Okay, sure, you can't parse HTML with regex, and you shouldn't try. There is a problem not served any the available libraries, and that's parsing the garbage that sort of looks like HTML if you don't look too deeply that's littered all over the web. For these, using a regular expression to look for what you need will work better and more reliably than trying to figure out how to get your parser to not blow up when it discovers that what it's parsing doesn't actually validate.

Kevin Peterson on November 16, 2009 10:14 AM

You know, there was actually a question just about that on SO a couple of days ago.

laura on November 16, 2009 10:18 AM

A small snippet of code was sighted in this post.

Ah well, we can still hope.

AC on November 16, 2009 10:22 AM

i think the biggest problems arise when the html (or xml) is not well formed. But then you get in trouble both with most libraries or pre-built parsers i know too.

fred on November 16, 2009 10:23 AM

For the brave of heart: Write a regular language to recognize all strings of balanced parens.

Actually, don't, because this is provably impossible.

Why? Because regular expressions recognize *regular languages*, a specific, well-defined class of languages. HTML, like the balanced parens problem above, doesn't conform to this pattern.

Every once in a while, I'm reminded of why studying bona fide computer science in college was the right idea. It won't necessarily make you a better programmer, but it has saved me from doing really stupid things from time to time, like trying to parse html with a regex.

David R. Albrecht on November 16, 2009 10:23 AM

Write a regex to identify all balanced parenthetical strings. I dare you.

I didn't study computer science because it was easy, rather, because it has some nice ass-saving properties that prevent you from doing stupid things. Like parsing HTML with a regex.

David R. Albrecht on November 16, 2009 10:25 AM

Jeff, sorry abt the double post above, something is amiss with your website. I tried submitting the first one 3 times. The first time, I got an error about a temp file, the second time I got a CAPTCHA error, and the third time (I hit refresh each time), the comment somehow went through. Weird.

Also, your captchas are kind of hard. Just saying.

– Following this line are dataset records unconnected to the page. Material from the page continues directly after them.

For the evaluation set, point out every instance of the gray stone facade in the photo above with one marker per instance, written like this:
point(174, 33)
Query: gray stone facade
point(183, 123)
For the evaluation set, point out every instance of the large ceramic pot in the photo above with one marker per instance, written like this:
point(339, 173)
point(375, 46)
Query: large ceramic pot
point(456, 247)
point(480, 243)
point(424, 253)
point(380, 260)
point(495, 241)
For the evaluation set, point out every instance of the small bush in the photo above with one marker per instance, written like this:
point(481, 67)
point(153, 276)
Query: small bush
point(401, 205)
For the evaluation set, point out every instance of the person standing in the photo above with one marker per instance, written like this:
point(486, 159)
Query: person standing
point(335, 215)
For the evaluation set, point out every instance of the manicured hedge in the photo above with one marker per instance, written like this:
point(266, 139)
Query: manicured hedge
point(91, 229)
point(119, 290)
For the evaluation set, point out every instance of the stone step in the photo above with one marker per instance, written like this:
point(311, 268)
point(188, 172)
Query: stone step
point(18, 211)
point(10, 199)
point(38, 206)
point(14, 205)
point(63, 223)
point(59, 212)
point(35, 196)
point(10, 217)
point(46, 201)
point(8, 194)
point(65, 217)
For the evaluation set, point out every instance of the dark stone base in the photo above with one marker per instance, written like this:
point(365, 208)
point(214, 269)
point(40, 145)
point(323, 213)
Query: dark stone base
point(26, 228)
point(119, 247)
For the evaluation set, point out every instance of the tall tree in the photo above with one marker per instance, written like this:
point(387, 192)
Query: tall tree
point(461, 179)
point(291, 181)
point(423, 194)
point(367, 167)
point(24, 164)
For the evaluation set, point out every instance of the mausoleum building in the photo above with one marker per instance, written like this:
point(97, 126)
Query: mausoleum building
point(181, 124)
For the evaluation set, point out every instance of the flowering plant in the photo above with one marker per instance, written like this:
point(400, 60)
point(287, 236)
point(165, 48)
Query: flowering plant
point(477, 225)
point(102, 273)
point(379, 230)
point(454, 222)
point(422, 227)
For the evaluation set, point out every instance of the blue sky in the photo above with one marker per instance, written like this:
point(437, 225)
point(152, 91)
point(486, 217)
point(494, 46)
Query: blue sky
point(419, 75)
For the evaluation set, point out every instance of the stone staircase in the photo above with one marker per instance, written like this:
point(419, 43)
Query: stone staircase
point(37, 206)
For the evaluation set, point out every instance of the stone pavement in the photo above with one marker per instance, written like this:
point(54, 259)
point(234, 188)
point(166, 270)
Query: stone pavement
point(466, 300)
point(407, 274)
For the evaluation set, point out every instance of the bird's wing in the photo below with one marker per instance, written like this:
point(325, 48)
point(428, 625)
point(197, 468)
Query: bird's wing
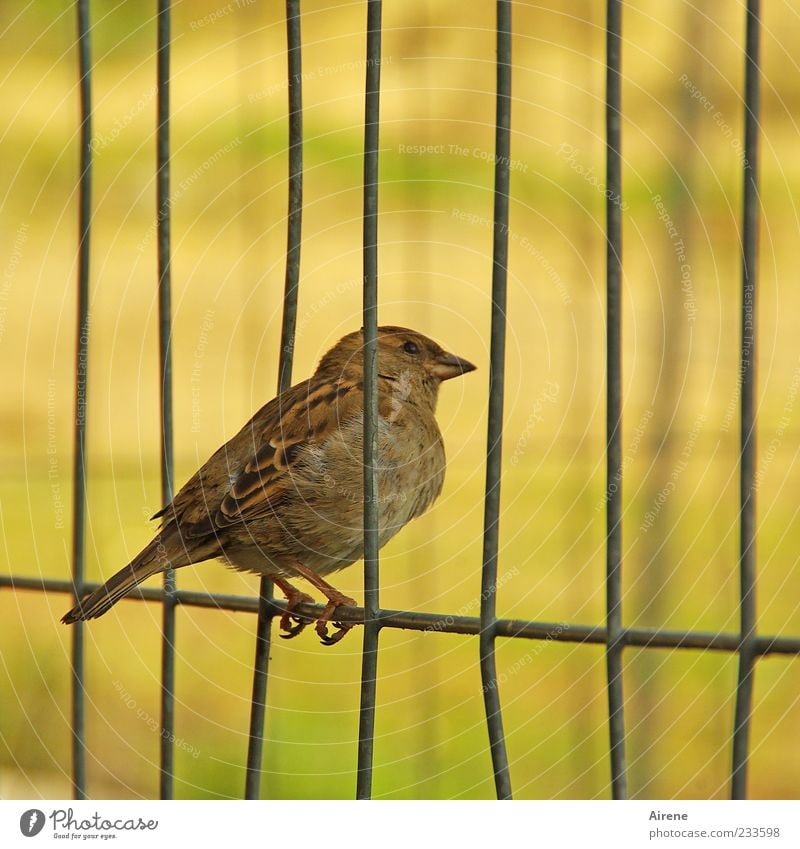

David R. Albrecht on November 16, 2009 10:27 AM

Thank you VERY much! Now we can link to this article when explaining to SO posters why this is a bad idea.

BTW, .NET users can use http://htmlagilitypack.codeplex.com/

- TrueWill

Bill Sorensen on November 16, 2009 10:41 AM

I worked at one company in the 1990's (before the days of CMS's) where I maintained web pages for a knowledgebase about the product I supported. The official website team at this company periodically changed the design of the website, and then they had a huge task editing hundreds of pages one by one, to match the new design.

Of course, to update the pages I was responsible for, I wrote a Perl script as a crude form of HTML templates, and my pages were done in five minutes. I offered my script to them to help them get their work done. They refused, saying, "we don't have time to learn new tools, we have hundreds of pages to edit!"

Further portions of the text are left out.